Neste momento a princesa não conteve uma exclamação de horror. Theodore continuou então:

– Sim, o rei também achou uma proposta horrível e indignado com tal disparate foi-se embora. No caminho de volta, já bem longe da caverna, encontrou uma velhinha muito misteriosa que lhe abordou e disse, sem rodeios que tomasse muito cuidado a partir daquele momento. O rei não entendeu e perguntou à velha senhora a que ela estava se referindo. Ela olhou bem para ele e disse pausadamente: “Quem procura o que não conhece será procurado por toda a eternidade e terá que arcar com o preço de tal imprudência”. Quando o rei indagou o que significava a sentença ouviu apenas: “Pense bem naquilo que pediste dias atrás, mesmo que pareça não ter pedido. Se um dia os céus lhe mandarem o que tanto queria, poderá ser cobrado por ele, como se tivesse sido atendido por ele, mesmo não sendo o responsável pela graça conseguida.” O rei perguntou quem era “ele”, mas a velhinha não disse mais nada e se foi.

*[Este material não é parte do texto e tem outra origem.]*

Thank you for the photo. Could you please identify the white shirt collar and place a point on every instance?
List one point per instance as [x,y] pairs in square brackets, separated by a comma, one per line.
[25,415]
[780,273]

A princesinha, muito ansiosa, perguntou:

– Era o feiticeiro, não? “Ele” era o feiticeiro para quem o rei ia pedir a criança. Mas ele não pediu! Ele desistiu e foi-se embora!

– Sim, acreditamos que era sim o feiticeiro. Mas a senhora também disse que ele seria cobrado se um dia tivesse uma criança, mesmo que fosse um presente dos céus.

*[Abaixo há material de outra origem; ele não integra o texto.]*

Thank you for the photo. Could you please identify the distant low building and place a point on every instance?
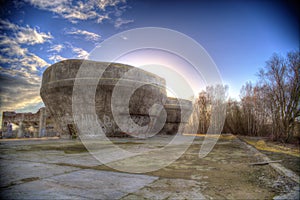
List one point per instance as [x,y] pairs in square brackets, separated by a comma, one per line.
[20,125]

– Oh! – a princesa estava pasma com a história. Queira saber mais e aguardou enquanto
Theodore sorvia alguns goles do café. Então Moira se pronunciou, coisa rara até então:

–Deseja mais um pouco de café, princesa? Um copo de água, talvez?

– Não, não. Estou bem. Ansiosa talvez, mas estou bem sim. Obrigada, Moira.
Então ela percebeu: Theodore parecia muito cansado, quase doente. Moira também apresentava sinais de cansaço evidentes. Além disso, viu os ferimentos de ambos e percebeu então que a preocupação de Moira deveria ser baseada em seu próprio estado. Sentiu-se solidária a eles e disse:

– Pensando bem, acho que estou um pouco cansada. Não, acho que estamos todos cansados. Talvez devêssemos continuar amanhã para que possamos descansar. Muito embora eu queira ouvir toda a história não posso deixar de perceber que é tarde e vocês estão precisando muito de uma boa noite de sono. Agradeço muito a boa-vontade de ambos, mas não posso ignorar que seria abuso de minha parte. William, seria bom se cuidasse dos ferimentos de seus pais, não é? Tem medicamentos e bandagens? Posso providenciar.

O rapaz olhou-a com carinho e lhe disse:

– Não se preocupe, minha princesa. Cuidarei deles. Obrigado pela compreensão. Também acho que eles precisam descansar. Levarei a senhorita de volta e poderemos continuar amanhã, concorda?

– É evidente que sim! E Moira, Theodore, muito obrigada por me receber. Se precisarem de algo, me avisem, por favor. Boa noite! – e levantou-se antes que eles retrucassem.
O caminho de volta foi tranqüilo, inclusive dentro do castelo. Ao que tudo indicava, todos dormiam. Exausta com tantas emoções, Ameba despiu-se para deitar e a corrente com o lindo pingente em forma de coração caiu de seu decote. Havia se esquecido dele. Apreciou novamente a jóia e a guardou no fundo da caixa de jóias, juntamente com o mapa. Deitou-se ainda pensando na jóia pretendendo perguntar sobre ela no dia seguinte. Adormeceu imediatamente.